Prime Minister Benjamin Netanyahu on Sunday slammed International Atomic Energy Association chief Rafael Grossi for comments he made against a possible Israeli strike on Iranian nuclear facilities, calling them “unworthy.”
Grossi, who had just returned from a visit to Tehran, said on Saturday that “any military attack on a nuclear facility is outlawed, is out of the normative structures that we all abide by,” when asked by a reporter about threats from the United States and Israel to attack Iran if negotiations to curb its nuclear program are unsuccessful.
“Rafael Grossi is a worthy person who made an unworthy remark,” Netanyahu said in response at the weekly cabinet meeting. “Outlawed by what law? Is Iran, which publicly calls for our extermination, allowed to protect its weapons of destruction that will slaughter us?”
“Are we forbidden to defend ourselves?” he added. “Of course, we are allowed, and of course, we are doing this… nothing will prevent us from protecting our country and preventing oppressors from destroying the Jewish state.”
Netanyahu noted the Jewish festival of Purim, set to take place this week, when “2,500 years ago, a certain persecutor arose in Persia that wanted to exterminate the Jews.
“They did not succeed then, they will not succeed today,” he said, referencing the efforts of Haman, the villain of the Bible’s Book of Esther.
Grossi arrived in Iran on Friday amid a deadlock in negotiations on reviving the landmark 2015 accord curbing the Islamic Republic’s nuclear activity, known formally as the Joint Comprehensive Plan of Action, or JCPOA.
After the meeting, Iran agreed to reconnect surveillance cameras at several nuclear sites and increase the pace of inspections, Grossi said Saturday.
Uranium particles enriched up to 83.7 percent — just under the 90% needed to produce an atomic bomb — had been detected at Iran’s underground Fordo plant, about 100 kilometers (60 miles) south of the capital, according to a confidential IAEA report.
The JCPOA limited Tehran’s uranium stockpile to 300 kilograms and enrichment to 3.67% — enough to fuel a nuclear power plant.

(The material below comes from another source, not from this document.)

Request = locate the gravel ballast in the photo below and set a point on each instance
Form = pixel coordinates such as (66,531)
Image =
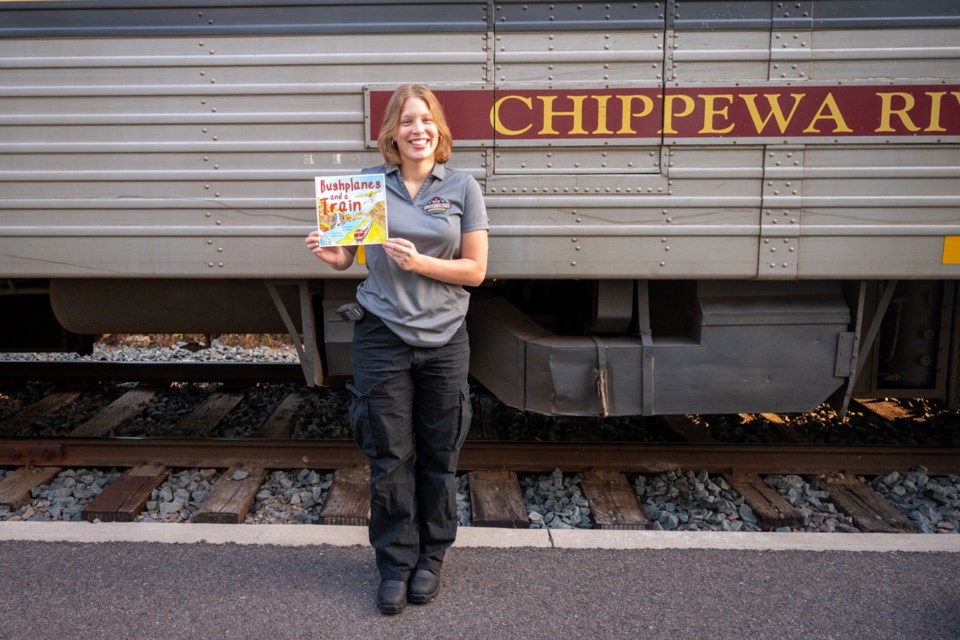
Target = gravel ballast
(675,500)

The US’s unilateral withdrawal from the accord in 2018 set in motion a series of attacks and escalations by Tehran over its program.

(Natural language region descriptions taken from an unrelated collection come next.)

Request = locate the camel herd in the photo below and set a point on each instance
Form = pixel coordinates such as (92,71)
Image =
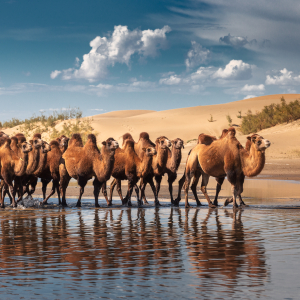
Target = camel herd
(142,162)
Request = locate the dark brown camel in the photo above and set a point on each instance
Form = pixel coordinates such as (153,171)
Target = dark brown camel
(51,172)
(128,166)
(159,161)
(226,157)
(82,163)
(173,162)
(193,170)
(12,165)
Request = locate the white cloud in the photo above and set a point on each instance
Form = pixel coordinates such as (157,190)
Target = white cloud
(284,77)
(172,80)
(235,69)
(117,48)
(54,74)
(236,41)
(250,96)
(253,88)
(196,56)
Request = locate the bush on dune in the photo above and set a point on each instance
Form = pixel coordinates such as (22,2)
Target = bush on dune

Tehran denies wanting to acquire atomic weapons and said it had not made any attempt to enrich uranium beyond 60% purity.
Iran’s government claimed that “unintended fluctuations… may have occurred” during the enrichment process.
The discovery came after Iran substantially modified an interconnection between two centrifuge clusters enriching uranium, without declaring it to the IAEA.
Netanyahu has threatened military actions against Tehran, and Israel and Iran have been engaged in a high-stakes shadow war across the wider Middle East since the nuclear deal’s collapse.
Israel is suspected of launching a series of attacks on Iranian nuclear and military sites, including an April 2021 assault on the underground Natanz facility that damaged its centrifuges. In 2020, Iran blamed Israel for a sophisticated attack that killed its top military nuclear scientist.